Overview
Table of Contents |
---|
Format
...
(IN PROGRESS)
The federated query source is a bit different to the others - it temporarily imports documents into the platform via an external API when a recognized query is performed via the API or UI.
There are 3 ways of bringing in the data:
- URL requests
- Specifying a python script (actually a Jython script) - the "importScript" should be the python code to execute, with the last evaluated expression being the value to pass back
- Specifying an external script - the importScript should be the command line, eg "dir/scriptname.sh args" (no "sh" in front of the script - a "#!" construct must be used inside the script)
- (the same access rules apply as for the "External Script" extractor described here, ie "dir" is offset from "/opt/infinite-home/lib/extractor-scripts")
The rules for whether to generate a federated query source are as follows:
- If there is a single entity query term (apart from "*", which is ignored), and its type is one of the elements of "entityTypes" (apart from the special case described below), then that query term is copied into $1 and the federated query is issues
- If entityTypes contains elements in the form "/regex/TYPE" (ie starting with /), and the query term is a single text term (again apart from "*") that matches the regex, then the matching string is used as the term, together with the corresponding TYPE
The query term is copied into $1, which can be placed in any of the requests.*/importScript fields.
Once data has been obtained from an external source, it can be processed in one of 2 ways:
- The "docConversionMap" can be used to generate entities:
- The docConversionMap keys point to nested JSON fieldnames (":" used instead of "."),
- if a key starts with ":" then the JsonPath syntax is used.
- The corresponding values are the entity types
- "typeToDimensionMap" maps the types to dimensions (Who/What/Where/When)
- The docConversionMap keys point to nested JSON fieldnames (":" used instead of "."),
- A normal source object can be used with the federated query as the first element - a single document is passed into the pipeline, with the following full text:
- The output of the script
- A new-line separated list of the outputs of the URL requests (which are also individually copied into a metadata array called "__FEDERATED_REPLIES__", if there are more than one)

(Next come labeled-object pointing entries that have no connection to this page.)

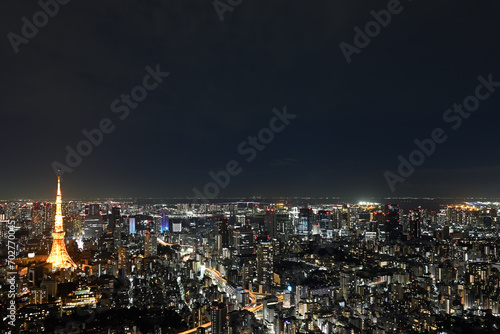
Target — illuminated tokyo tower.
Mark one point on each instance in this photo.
(59, 256)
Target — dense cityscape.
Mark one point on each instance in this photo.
(249, 267)
(250, 167)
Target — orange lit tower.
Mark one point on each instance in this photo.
(59, 256)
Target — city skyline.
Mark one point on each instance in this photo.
(225, 78)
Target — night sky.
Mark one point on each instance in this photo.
(352, 120)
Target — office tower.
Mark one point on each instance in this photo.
(122, 258)
(414, 220)
(93, 225)
(114, 219)
(270, 223)
(37, 217)
(224, 232)
(391, 226)
(305, 221)
(288, 299)
(59, 256)
(93, 210)
(265, 262)
(150, 244)
(131, 225)
(219, 318)
(243, 240)
(164, 221)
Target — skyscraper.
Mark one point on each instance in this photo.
(59, 256)
(164, 227)
(150, 244)
(219, 314)
(392, 227)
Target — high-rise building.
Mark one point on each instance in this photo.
(122, 258)
(150, 244)
(305, 221)
(270, 223)
(59, 256)
(218, 312)
(93, 225)
(131, 225)
(224, 232)
(391, 225)
(164, 226)
(243, 240)
(265, 262)
(414, 220)
(114, 219)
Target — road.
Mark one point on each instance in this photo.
(252, 307)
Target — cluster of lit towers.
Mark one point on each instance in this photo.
(59, 257)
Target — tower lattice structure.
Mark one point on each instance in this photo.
(59, 256)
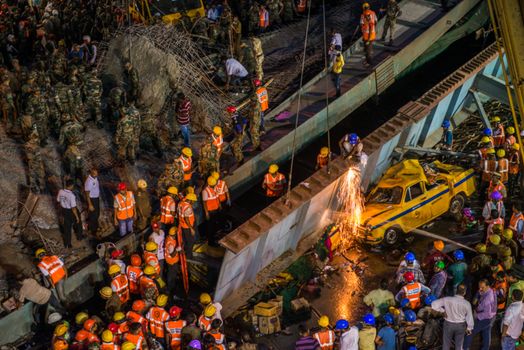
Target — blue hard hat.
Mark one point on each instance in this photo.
(410, 315)
(429, 299)
(369, 319)
(342, 324)
(458, 254)
(409, 257)
(388, 318)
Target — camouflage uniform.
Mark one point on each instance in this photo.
(36, 172)
(128, 134)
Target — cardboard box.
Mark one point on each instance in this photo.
(265, 309)
(299, 303)
(268, 325)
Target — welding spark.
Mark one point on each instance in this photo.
(352, 206)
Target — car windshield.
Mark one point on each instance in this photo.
(386, 195)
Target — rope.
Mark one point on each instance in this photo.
(298, 103)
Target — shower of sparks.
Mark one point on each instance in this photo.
(352, 206)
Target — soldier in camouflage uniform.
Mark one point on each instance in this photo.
(392, 13)
(93, 97)
(36, 172)
(127, 134)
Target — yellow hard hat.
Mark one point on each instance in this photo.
(210, 310)
(81, 317)
(151, 246)
(61, 329)
(149, 270)
(187, 152)
(113, 269)
(142, 184)
(118, 316)
(211, 181)
(191, 197)
(107, 336)
(106, 292)
(161, 300)
(481, 248)
(323, 321)
(205, 299)
(507, 233)
(494, 239)
(39, 251)
(128, 346)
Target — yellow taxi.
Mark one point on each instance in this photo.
(411, 194)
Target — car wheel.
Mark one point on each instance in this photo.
(456, 205)
(391, 236)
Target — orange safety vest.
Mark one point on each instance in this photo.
(263, 98)
(489, 166)
(274, 184)
(412, 292)
(204, 323)
(326, 339)
(368, 23)
(186, 167)
(174, 328)
(167, 210)
(186, 212)
(171, 242)
(157, 316)
(152, 259)
(221, 190)
(212, 203)
(126, 206)
(120, 285)
(54, 267)
(514, 221)
(133, 274)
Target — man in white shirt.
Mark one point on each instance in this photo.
(458, 318)
(70, 214)
(92, 192)
(512, 322)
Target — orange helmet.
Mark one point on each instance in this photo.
(136, 260)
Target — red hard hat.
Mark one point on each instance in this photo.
(409, 276)
(175, 311)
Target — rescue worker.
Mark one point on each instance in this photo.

There are 2 levels of caching:
- The API response is cached for the period specified by "cacheTime_days"
- The separate documents are cached indefinitely (though will be refreshed whenever the API response) - although this provides a second layer of caching, its primary purpose is to enable the documents to be stored in buckets and queues.
- Note that when the docs are refreshed, "updateId" is used to retain the original "_id", see Document JSON format.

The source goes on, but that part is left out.